Dabei gehe es nicht darum, Kindern beide Genüsse rigoros zu verbieten, sondern einen verantwortlichen Umgang zu lernen, so Fröhlich. Er warnt vielmehr vor der "katastrophalen" demografischen Entwicklung, die uns in den nächsten Jahrzehnten angesichts der Menge der dicken Kinder, die dann noch dickere Erwachsene werden, bevorsteht.
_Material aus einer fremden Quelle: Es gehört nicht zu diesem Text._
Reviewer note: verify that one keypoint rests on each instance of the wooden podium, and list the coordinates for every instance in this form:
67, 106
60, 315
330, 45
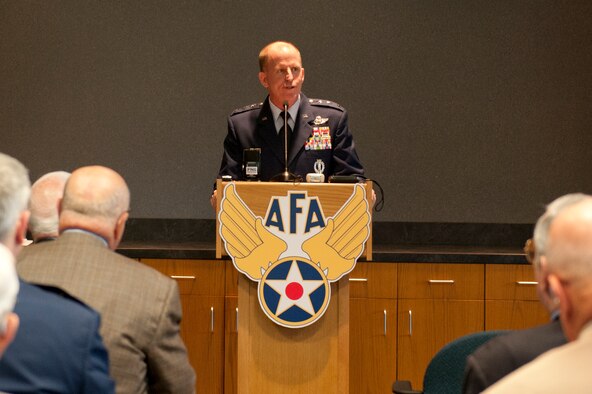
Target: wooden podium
276, 359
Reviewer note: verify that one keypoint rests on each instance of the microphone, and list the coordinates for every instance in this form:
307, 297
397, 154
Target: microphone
285, 176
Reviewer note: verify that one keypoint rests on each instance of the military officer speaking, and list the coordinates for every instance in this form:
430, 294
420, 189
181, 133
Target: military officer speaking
318, 134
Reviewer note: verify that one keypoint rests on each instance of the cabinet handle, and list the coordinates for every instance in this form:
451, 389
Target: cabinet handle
212, 319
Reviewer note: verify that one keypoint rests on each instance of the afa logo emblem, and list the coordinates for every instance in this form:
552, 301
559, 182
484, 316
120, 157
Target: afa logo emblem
294, 252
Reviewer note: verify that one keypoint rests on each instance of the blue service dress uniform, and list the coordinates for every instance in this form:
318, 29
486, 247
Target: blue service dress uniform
320, 133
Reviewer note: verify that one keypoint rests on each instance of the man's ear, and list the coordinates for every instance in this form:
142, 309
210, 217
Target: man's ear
560, 295
119, 229
21, 229
263, 79
12, 323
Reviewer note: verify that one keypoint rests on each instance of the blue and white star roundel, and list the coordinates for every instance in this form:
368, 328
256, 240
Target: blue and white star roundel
294, 292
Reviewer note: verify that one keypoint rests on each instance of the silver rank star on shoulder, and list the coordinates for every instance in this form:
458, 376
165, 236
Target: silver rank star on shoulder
319, 121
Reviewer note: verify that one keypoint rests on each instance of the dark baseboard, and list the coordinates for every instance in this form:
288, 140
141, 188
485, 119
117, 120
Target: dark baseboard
384, 233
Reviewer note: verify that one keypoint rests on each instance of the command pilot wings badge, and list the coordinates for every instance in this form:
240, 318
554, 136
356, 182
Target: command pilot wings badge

Nach Einschätzung der deutschen Adipositasgesellschaft sollten bereits heute ein Drittel der erwachsenen Bundesbürger aus medizinischen Gründen abnehmen, weil sie deutlich übergewichtig sind. Wie wird sich dieser Anteil erst noch erhöhen, wenn die "Generation Chips", bei denen bereits 10% als adipös gelten, erst voll im Erwachsenenalter steht.
Die Betroffenen - es handelt sich um die Altersgruppe der Mitte der 80er (und später) Geborenen - erkranken früher an den Gelenken (aufgrund der schweren Last), belasten den Kreislauf durch mangelnde Bewegung, haben oft "Alterszucker" und leiden unter sozialer Ausgrenzung, die kontinuierlich in die für das Gesundheitssystem sehr kostspieligen psychosomatischen Erkrankungen überleitet. Zudem haben sie eher Schwierigkeiten beim Lernen und angesichts des unattraktiven Äußeren schlechtere Chancen auf dem Arbeitsmarkt.